Organizations will also be required to write off research expenses over a longer period of time. Previously, taxpayers have had the choice of taking an immediate deduction or capitalizing the amounts and amortizing over five years. The research credit was left mostly untouched throughout recent legislative process, but the new requirement that research expenditures be capitalized and amortized between five and 15 years will have a huge impact on life sciences organizations heavily invested in those activities.
Taxpayers seeking to maximize the benefit of immediately deducting R&D expenditures should consider the effective date of the required amortization rule (i.e., Dec. 31, 2021) and if possible, accelerate their R&D activities prior to this date.
How Will the Reform Impact Executive Compensation and Talent Strategy?
Life sciences organizations compete for top talent by offering employee perks like on-site meals and other amenities. The new tax law eliminates the ability to write-off employee fringe benefits, which includes meals, transportation, and anything deemed as entertainment or amusement. Employers will now have to either fully absorb the cost of those perks, scale them back, or cease to offer them entirely.

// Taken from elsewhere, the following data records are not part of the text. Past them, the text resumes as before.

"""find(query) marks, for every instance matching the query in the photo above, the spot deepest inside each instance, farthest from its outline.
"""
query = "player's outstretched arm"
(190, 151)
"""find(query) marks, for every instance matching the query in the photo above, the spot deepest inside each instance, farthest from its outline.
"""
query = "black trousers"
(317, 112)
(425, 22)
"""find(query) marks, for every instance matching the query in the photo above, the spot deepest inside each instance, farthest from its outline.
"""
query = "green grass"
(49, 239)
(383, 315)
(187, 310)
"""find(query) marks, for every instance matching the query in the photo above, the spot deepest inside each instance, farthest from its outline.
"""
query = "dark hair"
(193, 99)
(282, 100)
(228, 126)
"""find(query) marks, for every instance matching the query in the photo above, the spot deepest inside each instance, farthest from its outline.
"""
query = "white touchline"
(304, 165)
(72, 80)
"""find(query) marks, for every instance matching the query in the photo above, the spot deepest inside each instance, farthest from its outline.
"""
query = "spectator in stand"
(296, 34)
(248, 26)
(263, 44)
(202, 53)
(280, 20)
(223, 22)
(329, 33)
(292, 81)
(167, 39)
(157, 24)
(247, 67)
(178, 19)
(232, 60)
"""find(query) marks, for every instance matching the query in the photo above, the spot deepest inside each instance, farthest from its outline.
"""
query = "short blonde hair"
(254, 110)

The new tax law modifies the types of compensation that are subject to the deduction limitation by repealing the performance-based and commission-based exceptions and adding “compensation payable under a written binding contract in effect on Nov. 2, 2017, and not materially modified thereafter.” It also modifies the definition of “covered employees” to include:
- Any person serving as the CEO or CFO at any time during the taxable year
- The three highest compensated officers (excluding the CEO and CFO) reported in the SEC executive compensation disclosures
It also applies the $1 million deduction limit to former covered employees and their beneficiaries and extends it to all domestic publicly traded corporations, and all foreign companies publicly traded through American depositary receipts (ADRs).
These changes may further hurt life sciences organizations’ ability to attract and maintain talented individuals. It could particularly impact smaller or emerging organizations, who are not able to absorb the cost of competitive perks.
What Should Life Sciences Organizations Do Next?
While this year’s filing deadline has come and gone, organizations still have plenty of work to do. Life sciences companies should undertake an internal audit to understand how the rules will affect them in the long term. This process takes time, and requires intense focus, organizational buy-in, and external expertise.